Sunday, April 08, 2012

Cape May County, New Jeresy: Grandson Remembers Local Aviator

 
Cox with daughter Maureen.


 
United States Overseas Airlines plane

ERMA – It would be a shame if the life of aviation pioneer and local resident Dr. Ralph Cox isn’t someday made into a movie. He passed away March 1 at the age of 97.

Picture this: Scene one: Cox is discharged from the Navy where he flew anti-submarine missions along the U.S. east coast and Europe. He is a licensed dentist but decides to buy government surplus planes to start an airline based at the Cape May County Airport. He starts United States Overseas Airlines specializing in transporting military personnel around the world and employs 1,000 persons making it the largest employer in the county.

Scene two: Cox and his planes spray insecticide over Iran in 1952 for a huge infestation of locusts. Harry Truman sends Cox a thank you letter.

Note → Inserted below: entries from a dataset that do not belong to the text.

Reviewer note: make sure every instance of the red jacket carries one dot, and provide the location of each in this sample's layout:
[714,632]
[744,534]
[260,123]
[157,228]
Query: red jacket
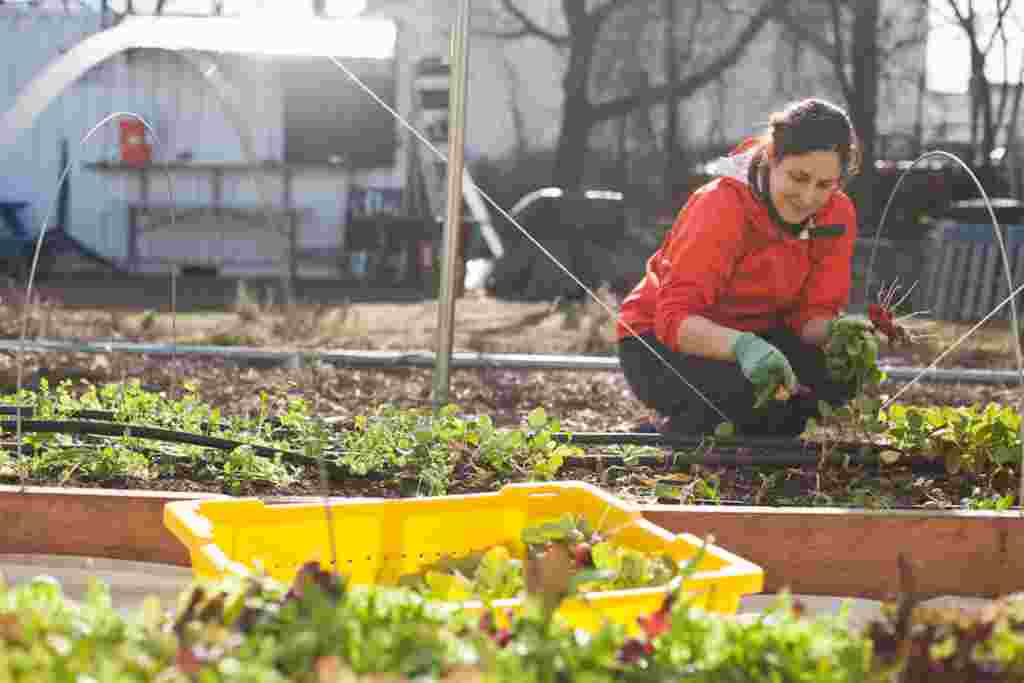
[727,260]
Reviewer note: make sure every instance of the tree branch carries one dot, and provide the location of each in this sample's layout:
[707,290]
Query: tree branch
[599,14]
[839,51]
[529,28]
[650,96]
[820,45]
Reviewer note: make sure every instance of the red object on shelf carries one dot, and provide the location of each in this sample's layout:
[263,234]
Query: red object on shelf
[134,150]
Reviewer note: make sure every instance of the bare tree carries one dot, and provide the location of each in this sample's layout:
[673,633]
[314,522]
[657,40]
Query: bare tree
[984,32]
[582,111]
[846,34]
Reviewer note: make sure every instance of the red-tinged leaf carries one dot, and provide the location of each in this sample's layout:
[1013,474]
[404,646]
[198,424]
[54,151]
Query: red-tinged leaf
[655,624]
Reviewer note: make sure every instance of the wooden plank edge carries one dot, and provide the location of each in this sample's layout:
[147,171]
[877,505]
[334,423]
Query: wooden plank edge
[851,552]
[844,552]
[91,522]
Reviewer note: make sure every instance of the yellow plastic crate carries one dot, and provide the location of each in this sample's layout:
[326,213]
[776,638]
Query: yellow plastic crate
[378,542]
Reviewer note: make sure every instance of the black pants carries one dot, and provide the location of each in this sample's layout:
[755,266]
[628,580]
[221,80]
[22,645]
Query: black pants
[724,384]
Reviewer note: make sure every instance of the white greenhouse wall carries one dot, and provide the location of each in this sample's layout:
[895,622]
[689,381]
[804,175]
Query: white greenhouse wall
[189,124]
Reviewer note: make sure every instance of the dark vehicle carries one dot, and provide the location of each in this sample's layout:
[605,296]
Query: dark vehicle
[586,231]
[929,190]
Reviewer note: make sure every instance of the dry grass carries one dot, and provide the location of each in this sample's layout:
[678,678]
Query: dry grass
[481,324]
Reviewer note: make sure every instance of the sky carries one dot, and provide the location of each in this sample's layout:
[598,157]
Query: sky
[948,54]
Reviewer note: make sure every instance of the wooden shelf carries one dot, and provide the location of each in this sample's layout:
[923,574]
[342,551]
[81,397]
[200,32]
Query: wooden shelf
[207,167]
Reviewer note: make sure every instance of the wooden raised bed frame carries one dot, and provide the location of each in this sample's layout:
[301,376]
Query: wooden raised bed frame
[817,551]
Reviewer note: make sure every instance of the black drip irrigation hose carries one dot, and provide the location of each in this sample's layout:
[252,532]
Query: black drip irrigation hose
[764,452]
[99,428]
[752,452]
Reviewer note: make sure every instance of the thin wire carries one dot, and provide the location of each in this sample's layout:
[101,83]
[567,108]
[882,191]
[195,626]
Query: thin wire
[411,128]
[1008,270]
[953,346]
[29,306]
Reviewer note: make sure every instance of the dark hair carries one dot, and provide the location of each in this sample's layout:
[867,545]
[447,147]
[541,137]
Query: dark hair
[813,125]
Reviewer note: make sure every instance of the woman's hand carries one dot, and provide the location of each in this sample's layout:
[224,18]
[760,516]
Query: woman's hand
[766,367]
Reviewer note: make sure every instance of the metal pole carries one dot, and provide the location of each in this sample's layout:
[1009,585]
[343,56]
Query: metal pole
[453,225]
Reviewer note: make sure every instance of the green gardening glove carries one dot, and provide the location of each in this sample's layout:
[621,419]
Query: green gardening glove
[766,368]
[836,325]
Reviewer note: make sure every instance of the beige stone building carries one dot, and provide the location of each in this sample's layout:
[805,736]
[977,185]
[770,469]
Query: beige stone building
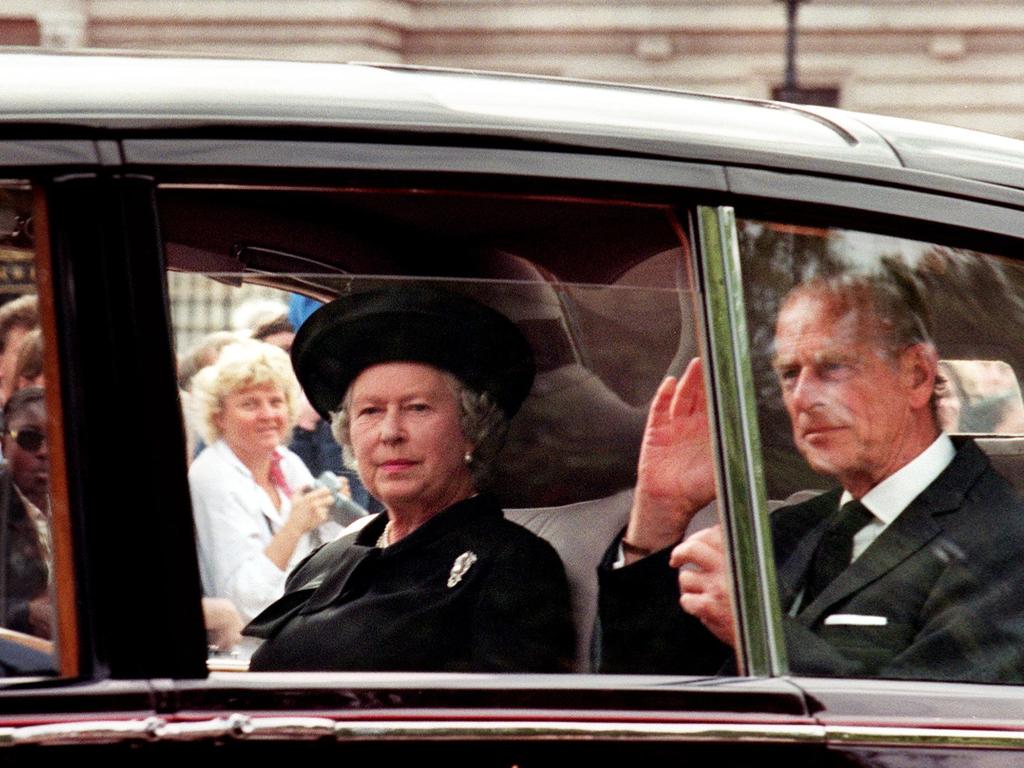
[955,61]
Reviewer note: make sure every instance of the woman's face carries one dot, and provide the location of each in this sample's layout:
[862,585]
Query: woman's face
[403,426]
[254,419]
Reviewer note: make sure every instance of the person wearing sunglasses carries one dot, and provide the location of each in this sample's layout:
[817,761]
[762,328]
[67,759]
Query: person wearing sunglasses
[25,598]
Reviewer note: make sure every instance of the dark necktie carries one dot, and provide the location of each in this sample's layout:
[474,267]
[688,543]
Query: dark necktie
[836,549]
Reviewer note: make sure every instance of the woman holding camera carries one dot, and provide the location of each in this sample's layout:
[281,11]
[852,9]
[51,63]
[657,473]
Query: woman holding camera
[257,510]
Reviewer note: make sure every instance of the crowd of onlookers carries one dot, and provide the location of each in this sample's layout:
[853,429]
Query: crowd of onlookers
[255,448]
[26,576]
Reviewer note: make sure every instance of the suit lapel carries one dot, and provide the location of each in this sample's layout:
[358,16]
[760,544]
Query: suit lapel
[797,540]
[912,529]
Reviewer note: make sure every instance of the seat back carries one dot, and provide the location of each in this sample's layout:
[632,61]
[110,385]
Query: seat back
[1007,455]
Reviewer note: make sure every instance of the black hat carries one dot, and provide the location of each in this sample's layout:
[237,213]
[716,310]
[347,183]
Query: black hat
[479,345]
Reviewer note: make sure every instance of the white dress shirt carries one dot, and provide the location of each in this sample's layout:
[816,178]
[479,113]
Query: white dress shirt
[235,522]
[887,500]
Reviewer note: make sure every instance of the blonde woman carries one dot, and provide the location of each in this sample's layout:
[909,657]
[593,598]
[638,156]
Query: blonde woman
[256,512]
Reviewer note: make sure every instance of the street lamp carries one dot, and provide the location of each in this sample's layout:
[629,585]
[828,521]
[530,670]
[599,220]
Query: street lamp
[791,90]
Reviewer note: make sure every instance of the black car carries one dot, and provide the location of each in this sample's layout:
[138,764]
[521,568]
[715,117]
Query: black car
[625,229]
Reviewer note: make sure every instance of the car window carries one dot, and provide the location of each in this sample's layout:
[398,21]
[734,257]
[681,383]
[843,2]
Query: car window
[887,374]
[36,589]
[600,288]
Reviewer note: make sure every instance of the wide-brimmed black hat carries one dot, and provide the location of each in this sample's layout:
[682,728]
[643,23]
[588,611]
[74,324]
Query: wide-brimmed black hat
[445,330]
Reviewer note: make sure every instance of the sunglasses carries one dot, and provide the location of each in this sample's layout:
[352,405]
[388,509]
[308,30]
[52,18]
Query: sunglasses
[28,439]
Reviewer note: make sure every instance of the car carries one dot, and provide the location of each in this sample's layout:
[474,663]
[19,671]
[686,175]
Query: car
[625,229]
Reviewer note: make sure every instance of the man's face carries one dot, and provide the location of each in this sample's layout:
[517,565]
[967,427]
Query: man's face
[8,359]
[858,415]
[29,468]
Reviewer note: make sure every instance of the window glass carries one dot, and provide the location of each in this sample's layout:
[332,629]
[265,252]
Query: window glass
[887,373]
[600,291]
[34,570]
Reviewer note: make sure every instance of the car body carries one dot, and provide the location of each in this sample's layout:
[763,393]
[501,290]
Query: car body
[587,204]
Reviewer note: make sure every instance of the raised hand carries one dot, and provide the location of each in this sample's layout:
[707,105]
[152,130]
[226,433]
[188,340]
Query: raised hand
[676,471]
[705,586]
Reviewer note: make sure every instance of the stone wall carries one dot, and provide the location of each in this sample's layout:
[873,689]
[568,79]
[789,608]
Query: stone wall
[950,61]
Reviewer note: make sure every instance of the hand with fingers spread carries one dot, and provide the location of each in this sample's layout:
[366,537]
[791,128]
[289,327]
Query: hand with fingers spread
[676,471]
[705,584]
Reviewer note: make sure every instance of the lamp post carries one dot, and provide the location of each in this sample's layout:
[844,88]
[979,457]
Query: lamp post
[791,90]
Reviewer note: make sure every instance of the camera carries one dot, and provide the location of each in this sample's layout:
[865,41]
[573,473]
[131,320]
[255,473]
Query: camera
[344,510]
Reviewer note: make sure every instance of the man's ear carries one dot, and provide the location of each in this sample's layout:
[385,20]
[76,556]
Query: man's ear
[919,367]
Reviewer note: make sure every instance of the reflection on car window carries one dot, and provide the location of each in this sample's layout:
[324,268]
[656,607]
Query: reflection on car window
[29,585]
[887,377]
[600,293]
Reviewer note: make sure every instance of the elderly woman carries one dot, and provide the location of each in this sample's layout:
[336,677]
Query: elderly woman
[421,384]
[256,513]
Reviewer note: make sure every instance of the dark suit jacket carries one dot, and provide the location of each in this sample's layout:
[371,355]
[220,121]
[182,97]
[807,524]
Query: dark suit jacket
[938,596]
[351,605]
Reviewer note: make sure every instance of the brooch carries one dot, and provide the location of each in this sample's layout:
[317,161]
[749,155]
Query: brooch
[461,565]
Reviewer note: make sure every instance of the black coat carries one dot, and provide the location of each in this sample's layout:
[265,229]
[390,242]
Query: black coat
[945,577]
[410,606]
[25,574]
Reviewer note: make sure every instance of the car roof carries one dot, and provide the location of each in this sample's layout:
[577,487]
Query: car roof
[141,92]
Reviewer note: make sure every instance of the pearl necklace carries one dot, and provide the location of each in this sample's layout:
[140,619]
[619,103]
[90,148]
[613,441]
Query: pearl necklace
[384,540]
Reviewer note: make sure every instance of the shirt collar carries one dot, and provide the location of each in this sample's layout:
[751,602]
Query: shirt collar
[894,494]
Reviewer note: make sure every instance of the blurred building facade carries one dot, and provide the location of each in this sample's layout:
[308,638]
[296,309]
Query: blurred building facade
[953,61]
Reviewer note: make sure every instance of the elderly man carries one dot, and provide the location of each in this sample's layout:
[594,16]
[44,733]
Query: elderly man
[911,569]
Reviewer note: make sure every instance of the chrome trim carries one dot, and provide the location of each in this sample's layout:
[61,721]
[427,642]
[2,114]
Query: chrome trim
[545,730]
[975,738]
[244,727]
[730,381]
[84,732]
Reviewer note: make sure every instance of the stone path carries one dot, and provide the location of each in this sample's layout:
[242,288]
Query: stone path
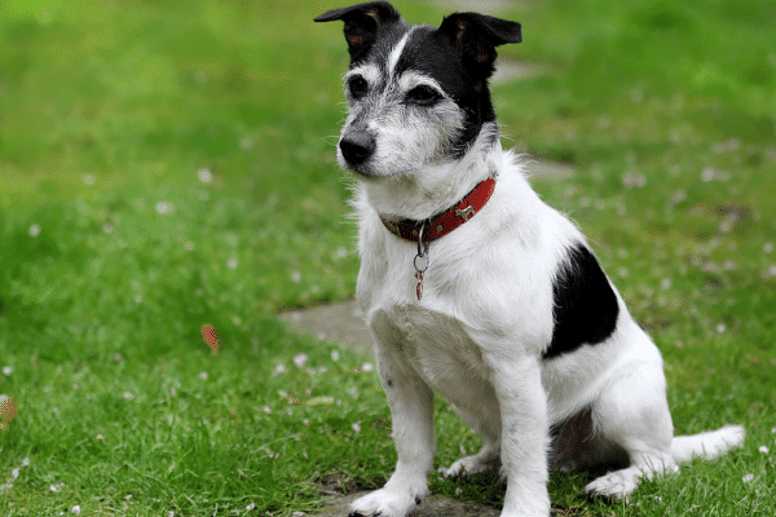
[342,322]
[432,506]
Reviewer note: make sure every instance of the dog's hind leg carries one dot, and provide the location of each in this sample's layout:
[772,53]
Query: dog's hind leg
[632,414]
[412,406]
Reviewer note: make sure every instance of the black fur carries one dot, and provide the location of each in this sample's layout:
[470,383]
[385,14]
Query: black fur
[586,309]
[460,54]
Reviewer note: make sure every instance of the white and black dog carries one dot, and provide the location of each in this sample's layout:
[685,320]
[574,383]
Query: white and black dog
[474,288]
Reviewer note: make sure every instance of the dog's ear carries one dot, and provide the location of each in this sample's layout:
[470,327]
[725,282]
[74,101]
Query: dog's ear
[476,37]
[362,22]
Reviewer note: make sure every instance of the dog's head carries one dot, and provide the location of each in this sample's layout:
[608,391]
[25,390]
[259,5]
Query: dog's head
[417,95]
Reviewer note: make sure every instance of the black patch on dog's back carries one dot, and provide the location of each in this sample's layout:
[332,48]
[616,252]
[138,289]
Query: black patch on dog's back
[586,309]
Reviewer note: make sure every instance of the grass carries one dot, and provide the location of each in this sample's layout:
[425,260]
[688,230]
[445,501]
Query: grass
[164,166]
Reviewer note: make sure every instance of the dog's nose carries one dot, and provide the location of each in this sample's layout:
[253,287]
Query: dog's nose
[357,146]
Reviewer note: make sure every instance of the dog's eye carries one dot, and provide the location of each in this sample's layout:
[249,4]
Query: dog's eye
[358,87]
[423,95]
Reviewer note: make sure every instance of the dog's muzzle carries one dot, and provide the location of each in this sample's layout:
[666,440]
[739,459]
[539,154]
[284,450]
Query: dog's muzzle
[357,146]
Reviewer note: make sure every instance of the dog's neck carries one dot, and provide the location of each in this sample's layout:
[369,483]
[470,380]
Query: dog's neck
[437,187]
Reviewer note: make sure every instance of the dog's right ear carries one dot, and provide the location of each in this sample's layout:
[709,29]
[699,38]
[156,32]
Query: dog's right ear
[362,22]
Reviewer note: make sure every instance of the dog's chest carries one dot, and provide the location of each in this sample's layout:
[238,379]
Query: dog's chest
[437,346]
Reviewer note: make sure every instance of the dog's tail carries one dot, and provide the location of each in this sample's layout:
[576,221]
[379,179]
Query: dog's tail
[706,445]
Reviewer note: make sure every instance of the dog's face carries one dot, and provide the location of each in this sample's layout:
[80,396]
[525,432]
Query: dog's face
[417,96]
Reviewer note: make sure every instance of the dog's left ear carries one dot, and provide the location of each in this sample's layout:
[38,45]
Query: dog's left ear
[476,37]
[362,22]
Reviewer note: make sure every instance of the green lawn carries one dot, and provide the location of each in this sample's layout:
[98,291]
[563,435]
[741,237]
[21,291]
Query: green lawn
[167,165]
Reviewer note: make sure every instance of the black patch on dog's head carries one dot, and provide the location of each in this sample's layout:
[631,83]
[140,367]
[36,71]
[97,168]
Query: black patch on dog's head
[459,55]
[365,24]
[586,308]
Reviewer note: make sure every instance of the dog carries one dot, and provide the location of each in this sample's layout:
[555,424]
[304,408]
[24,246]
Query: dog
[474,288]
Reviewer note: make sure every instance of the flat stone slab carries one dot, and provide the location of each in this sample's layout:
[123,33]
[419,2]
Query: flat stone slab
[432,506]
[340,322]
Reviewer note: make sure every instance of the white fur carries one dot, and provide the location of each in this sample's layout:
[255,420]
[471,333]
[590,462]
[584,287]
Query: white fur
[486,317]
[477,337]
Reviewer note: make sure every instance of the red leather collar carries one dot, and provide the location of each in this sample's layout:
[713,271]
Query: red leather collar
[444,223]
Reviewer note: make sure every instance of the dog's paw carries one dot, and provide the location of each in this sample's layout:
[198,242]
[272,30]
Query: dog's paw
[384,503]
[470,466]
[612,487]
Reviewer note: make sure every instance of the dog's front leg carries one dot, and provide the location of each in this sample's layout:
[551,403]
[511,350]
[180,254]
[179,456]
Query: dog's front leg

Scene three: It’s 1962. Cox has built a safe, reliable air carrier with 12 DC4’s and six DC6’s operating from the county airport. The planes are grounded and the air carrier is bankrupt because military air transport contracts were suddenly cancelled and given to a smaller air carrier: Southern Air Transport (SAT). Cox suspects the Central Intelligence Agency (CIA) was responsible since it operated SAT and other airlines that received contracts had secret intelligence connections.


Scene four: The Civil Aeronautics Board (CAB) tries to suppress the small independent airlines to the benefit of the major carriers. United States Overseas Airlines shuts down.

There is much more worthy of a movie in the life of Cox, a man who knew Howard Hughes and collected a museum’s worth of antique cars, fire engines, player pianos, streetcars and even a steam locomotive that ran at Allaire State Park in New Jersey for many years. Cox was able to load items for his collection on his cargo planes and fly them home.

His grandson Ian Harris recalls working with Cox restoring his car collection right up until the end of his life.

Harris said his grandfather found standing in a cubicle all day practicing dentistry boring, so he enlisted in the Navy and became a pilot. He said his grandfather’s airline began with one plane, a DC4.

Besides transporting military personnel and gear, Cox offered low cost flights to the general public to Hawaii, Miami and other vacation destinations.

In 1947, the nation of Israel “stole” one of Cox’s planes and put it into use to shuttle dignitaries into the newly formed nation, according to Harris. The story gets complicated and includes Al Schwimmer who was involved with Iran Contra Affair many years later.
Schwimmer leased one of Cox’s plane and reportedly ferried both diplomats and arms to Israel. The U.S government threatened to shoot the plane out of the sky, so it was repainted with El Air markings. Eventually, Israel retuned the airplane to Cox.

Schwimmer has been called the father of Israel’s Air Force. During the complications with Israel, Cox would check into hotels under assumed names for his own safety, said Harris.

Harris said Cox did not take the loss of his business lightly in the 60s. He spent a lot of money suing the federal government. The safety record of United States Overseas Airlines was flawless, he said.

The company was staffed by ex-military pilots and mechanics. Cox’s airline was the only air carrier with its own engine shop. The other airlines sent their work out to contractors.

“When he started the airline, he had a lot of people tell him that it couldn’t be done,” said Harris. “He still held onto that dream, he still pursued it.”

Cox’s aviation dreams started when he watching barnstorming pilots as a child.

After the air carrier business ceased operation, Cox bought the Wildwood Canadian Campground in Erma.

For years it was rumored Cox had purchased one or two of Adolph Hitler’s cars. Harris said Cox sold one to Ritchie Klein, owner of the Imperial Palace in Las Vegas. The second car is in the Rockefeller Museum in Arkansas, said Harris.

He said Jay Leno inquired about one of the cars.

Cox met Howard Hughes when he asked him to carry passengers he could not accumulate on his airline, TWA.

“With overbooked airlines, he (Cox) would swoop in and cut a deal with them to fly the passengers,” said Harris.

Cox sold the City of Cape May its gaslights, he said. Cox purchased them when the City of Philadelphia was scrapping the lights, he said.

Harris called his grandfather a “walking encyclopedia who was fun to be around.” An accurate account of Cox’s days exists. He kept a diary from the age of six.

Cox was friends with Dr. Joseph Salvatore, founder of Naval Air Station Wildwood at the county airport. The hangar the museum occupies once house Cox’s airline.

Harris said an airplane wing remains at the museum at the top of the hangar which is currently inaccessible. He said Salvatore told him when the wind blows, check stubs from United States Overseas Airlines come out of the rafters.